Ia juga yang memperkenalkan pentingnya perubahan. Hal inilah yang dia tuangkan dalam buku Change! Tak Peduli Berapa Jauh Jalan Salah yang Anda Tempuh, Putar Arah Sekarang Juga.
Lalu, begitu sejumlah orang menuding masalah menurunnya daya beli, dia pula yang menjelaskan penyebabnya, lewat buku efek Disruption (2017). Tahun ini, pandangan-pandangannya menjadi fenomenal karena uraiannya yang menggoda dalam buku The Great Shifting yang menjadi top book sale mengalahkan buku-buku fiksi.
Manusia punya kecenderungan untuk lebih percaya pada cerita (fiksi) ketimbang fakta atau data, ujar Rhenald saat menerima anugerah Writer of the Year 2018.
Pria kelahiran Jakarta 13 Agustus 1960 yang tahun ini juga dinobatkan sebagai pemikir manajemen kelas dunia nomor 22 oleh yayasan The Global Gurus dalam orasinya menjelaskan, di era disrupsi seperti sekarang semuanya menjadi rumit. Karena mesin pintar mempunyai fitur filter bubble yang membuat manusia tenggelam dalam realitas subyektifnya masing-masing.

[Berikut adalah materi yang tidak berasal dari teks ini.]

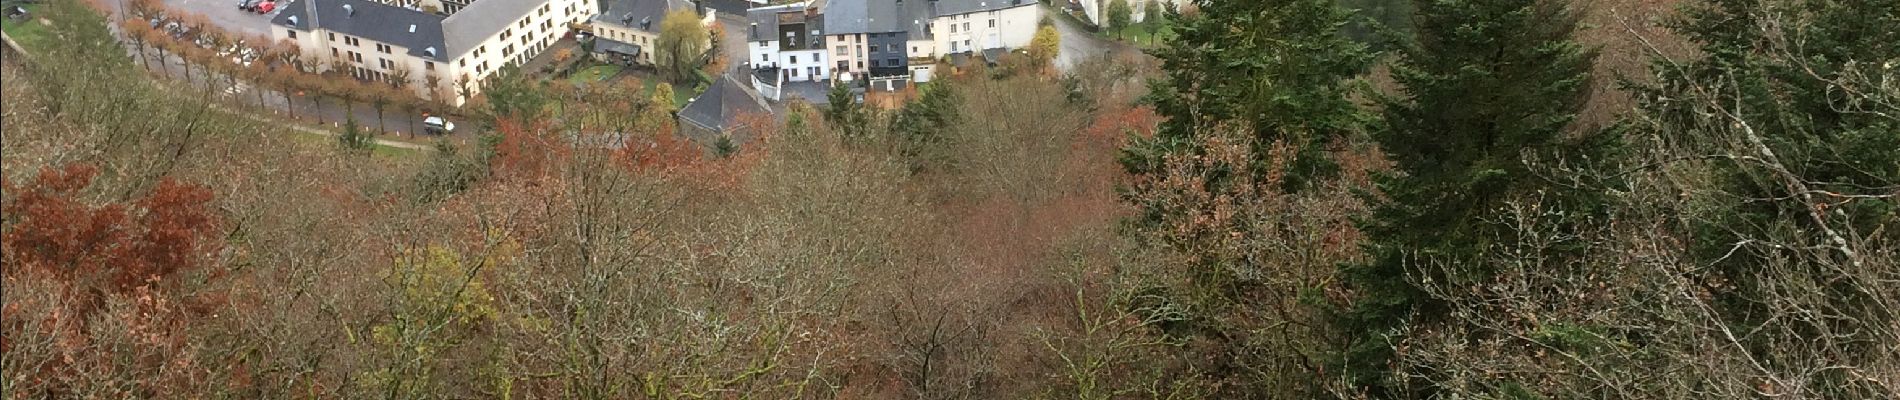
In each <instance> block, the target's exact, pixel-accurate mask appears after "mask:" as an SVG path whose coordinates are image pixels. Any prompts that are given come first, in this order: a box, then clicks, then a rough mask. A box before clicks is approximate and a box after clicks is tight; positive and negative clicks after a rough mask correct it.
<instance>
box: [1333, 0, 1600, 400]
mask: <svg viewBox="0 0 1900 400" xmlns="http://www.w3.org/2000/svg"><path fill="white" fill-rule="evenodd" d="M1414 6H1416V8H1417V15H1416V19H1414V21H1416V23H1417V27H1416V28H1417V30H1416V36H1412V38H1410V40H1408V42H1406V44H1402V45H1400V49H1398V55H1400V57H1398V59H1397V63H1395V66H1393V78H1395V80H1397V82H1398V83H1400V85H1402V91H1400V93H1398V95H1397V97H1383V99H1381V100H1379V102H1381V108H1383V125H1379V129H1374V140H1378V144H1379V148H1381V150H1383V152H1385V155H1387V157H1389V159H1391V161H1393V163H1395V171H1391V173H1385V174H1379V176H1376V182H1378V186H1379V190H1381V195H1378V197H1370V201H1372V203H1374V205H1376V209H1374V214H1372V216H1370V218H1368V220H1364V222H1362V229H1364V233H1366V235H1368V245H1366V250H1368V262H1366V264H1362V265H1345V267H1343V277H1345V282H1347V284H1349V286H1351V288H1353V290H1355V296H1357V300H1355V301H1353V309H1347V311H1343V313H1341V317H1340V322H1341V326H1340V328H1341V330H1343V332H1347V334H1349V337H1351V345H1349V347H1347V351H1345V355H1343V370H1345V373H1349V379H1353V383H1355V385H1359V387H1366V389H1368V391H1370V392H1374V394H1379V396H1410V394H1404V392H1397V391H1398V389H1400V387H1414V389H1416V387H1417V385H1400V381H1398V379H1402V377H1398V375H1387V373H1391V370H1393V368H1391V366H1389V362H1391V360H1393V355H1395V351H1393V343H1395V339H1397V337H1387V336H1389V334H1395V332H1397V328H1400V326H1404V324H1408V322H1410V324H1414V326H1433V324H1442V322H1448V320H1450V318H1448V315H1444V313H1446V309H1444V307H1440V305H1438V303H1436V301H1435V300H1431V298H1427V296H1425V294H1423V292H1421V290H1417V286H1416V282H1414V281H1412V279H1433V281H1438V282H1454V284H1463V282H1469V284H1484V282H1488V275H1490V267H1486V264H1488V262H1495V260H1497V254H1490V252H1492V250H1493V245H1495V243H1497V241H1501V239H1511V237H1512V235H1511V229H1514V226H1509V224H1505V222H1503V218H1501V214H1503V212H1501V210H1503V209H1505V207H1507V205H1509V203H1531V201H1535V203H1541V205H1547V207H1562V209H1564V210H1568V212H1571V214H1573V218H1571V220H1573V222H1581V220H1583V218H1588V216H1592V214H1600V212H1604V209H1606V207H1604V199H1602V193H1604V191H1602V186H1598V184H1583V186H1581V188H1579V186H1568V184H1554V182H1556V180H1554V178H1550V176H1552V174H1556V171H1552V169H1549V167H1550V165H1539V163H1543V161H1549V163H1566V165H1577V163H1592V161H1602V159H1604V157H1606V155H1609V152H1613V150H1615V148H1617V146H1615V142H1613V140H1607V138H1613V136H1615V135H1613V133H1604V135H1575V133H1571V129H1569V127H1571V121H1573V119H1575V114H1577V110H1581V106H1583V102H1585V99H1587V97H1588V82H1590V74H1588V72H1590V66H1592V61H1594V57H1596V53H1594V51H1592V49H1587V47H1583V45H1579V44H1577V42H1573V38H1571V34H1573V32H1575V30H1577V13H1575V11H1571V9H1569V8H1568V4H1566V2H1562V0H1419V2H1414ZM1592 186H1594V190H1592ZM1547 250H1554V252H1562V250H1558V248H1547ZM1554 256H1564V254H1554ZM1427 391H1429V389H1427ZM1414 394H1416V392H1414Z"/></svg>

Mesin pintar dengan kecerdasan buatan itu bisa membaca keinginan manusia, sehingga bukan lagi fakta, melainkan cerita-cerita yang memuaskan batin yang sampai ke tangan masing-masing manusia Indonesia, ujarnya.
Dengan demikian, maka peran akademisi sebagai penjaga pintu gerbang ilmu menjadi lebih rumit. Akademisi dengan keahlian nonfiksi dituntut mengartikulasikan kebenaran dalam bentuk cerita untuk turut mencerdaskan bangsa karena di tangan ilmuwan yang teguh, setiap informasi harus melewati proses validasi.
Ketidakmampuan para akademisi melakukan hal itu bisa berakibat fatal bagi masa depan persatuan bangsa, kedamaian, dan kemajuan. Masyarakat akan dipenuhi ruang-ruang kosong kebenaran yang lalu diisi oleh hoax, cerita-cerita yang menakutkan namun menorehkan luka-luka dan kebencian.
Maka, di negeri ini critical thinking dan big picture thinking menjadi suatu kemewahan. Di situlah ilmuwan nonfiksi menghadirkan gagasannya, membuka mata masyarakat, tutup Rhenald.
Semoga Pak Rhenald terus menggelorakan semangat perubahan di era disruptif lewat tulisan-tulisan yang membangun pemikiran positif.